Представляю сколько они стоят! Но еще понимаю, если Артур сейчас наорет на детей, тот хрупкий мостик, который только-только начал появляться между ними, снова исчезнет. Потому что это не обычная детская шалость — это сигнал мне и Тагаеву.
Дети очень любят Артура и не хотят отпускать его на целую неделю. Вот только как это ему объяснить? Не при детях же рассказывать такие понятные вещи их непонятливому отцу.
Суперклей мы купили в супермаркете. У Дианки на сандаликах отпал бантик, она очень расстроилась, а Тагаев все порывался купить новые. Дочка чуть не расплакалась, хорошо, Артур быстро сообразил и перестал настаивать. Спрятал бантик в карман и купил несколько блистеров клея.
Бантик он приклеил, а его благодарные дети, пока мы спали, приклеили отцовские туфли к полу прихожей.
— Хорошо, — говорит Артур с преувеличенным спокойствием, — я пойду на работу в кроссовках.

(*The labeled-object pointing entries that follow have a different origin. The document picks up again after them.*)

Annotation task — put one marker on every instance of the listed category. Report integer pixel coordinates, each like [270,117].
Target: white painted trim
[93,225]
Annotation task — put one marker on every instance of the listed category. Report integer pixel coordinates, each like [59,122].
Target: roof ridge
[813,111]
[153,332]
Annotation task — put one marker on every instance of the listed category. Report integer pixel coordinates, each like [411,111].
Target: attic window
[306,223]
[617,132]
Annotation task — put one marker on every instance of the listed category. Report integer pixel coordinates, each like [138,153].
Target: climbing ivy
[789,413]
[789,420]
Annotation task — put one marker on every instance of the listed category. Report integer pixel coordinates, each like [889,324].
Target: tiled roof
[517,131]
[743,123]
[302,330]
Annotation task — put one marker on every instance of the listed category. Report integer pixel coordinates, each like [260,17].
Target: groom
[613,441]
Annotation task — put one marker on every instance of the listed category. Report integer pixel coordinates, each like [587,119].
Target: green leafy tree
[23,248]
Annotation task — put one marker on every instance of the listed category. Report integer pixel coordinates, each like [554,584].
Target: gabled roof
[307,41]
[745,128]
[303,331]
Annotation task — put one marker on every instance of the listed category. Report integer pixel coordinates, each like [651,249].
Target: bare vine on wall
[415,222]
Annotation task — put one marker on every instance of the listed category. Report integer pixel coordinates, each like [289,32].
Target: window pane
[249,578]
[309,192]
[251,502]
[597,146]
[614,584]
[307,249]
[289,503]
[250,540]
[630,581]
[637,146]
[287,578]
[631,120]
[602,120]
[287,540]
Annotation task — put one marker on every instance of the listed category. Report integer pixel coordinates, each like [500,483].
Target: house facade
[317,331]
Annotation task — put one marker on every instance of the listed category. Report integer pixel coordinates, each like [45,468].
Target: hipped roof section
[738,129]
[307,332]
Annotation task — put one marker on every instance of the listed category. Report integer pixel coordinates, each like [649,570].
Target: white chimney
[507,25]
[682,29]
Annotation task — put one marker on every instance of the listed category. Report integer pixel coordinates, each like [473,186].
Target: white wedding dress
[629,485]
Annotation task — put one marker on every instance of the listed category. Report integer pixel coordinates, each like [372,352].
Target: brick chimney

Моя интуиция начинает завывать пожарной сиреной. Тагаев выбирается из лоферов, подходит к тумбе для обуви и… Сбываются самые нехорошие мои предчувствия. Кроссовки намертво приклеены к полке, а лицо Тагаева покрывается пятнами.
Артур молчит, он в упор разглядывает тридешек, и я снова спешу вмешаться.
— Можно попробовать отковырять их ножом, а потом счистить клей, я сейчас посмотрю в интернете. Уверена, там куча лайфхаков…
— Не стоит, — останавливает меня Тагаев, — у меня дома достаточно обуви.
— Но как ты доедешь до дома? — спрашиваю у него.
— В носках, — с достоинством отвечает Артур и обращается к детям. — Так что, едем?
— Я отвезу их, Артур, — перебиваю Тагаева, — тебе же еще домой надо заезжать.
Он подходит к детям, протягивает руку сначала Данилу, потом Давиду, гладит по голове Дианку. Как будто ничего не случилось. Неужели понял? А почему нет, он ведь отец. Очень, очень хороший отец.
Наши дети, похоже, тоже потрясены — наверняка ожидали совсем другую реакцию. Артур прощается со мной и идет к выходу. И когда он переступает порог, меня осеняет.
— Подожди, Артур, не уходи!
Бегу в гардеробную, нахожу его пляжные сланцы и бегу обратно.
— Вот, — ставлю перед ним, — обувай. Все ж не босиком.
— Я о них совсем забыл! — оживляется Тагаев, а потом обращается к детям. — И судя по всему, не один я.
Они молчат. Артур сует ноги в сланцы, и наши взгляды встречаются.
— Очень стильно, — хвалю я.
А что мне еще говорить? Он сам прекрасно знает, как выглядит в дорогущем деловом костюме, носках и резиновых сланцах.
— Я бы сказал, эпатажно, — хмыкает Тагаев и уходит. Жду, когда за ним закроется дверь, и поворачиваюсь к детям.
— Ну, — складываю руки на груди, — и как это называется? Давид, посмотри на меня. Это была твоя идея?
— Моя, — говорит Ди, и у меня отнимается речь.
Несколько секунд открываю рот как рыба, пока ко мне не возвращается способность говорить.
— Дианочка, доченька, — говорю потрясенно, — разве тебе не жалко папу?
— Жалко, — шмыгает она носом, — знаешь как жалко? Теперь целых пять дней придется его ждать!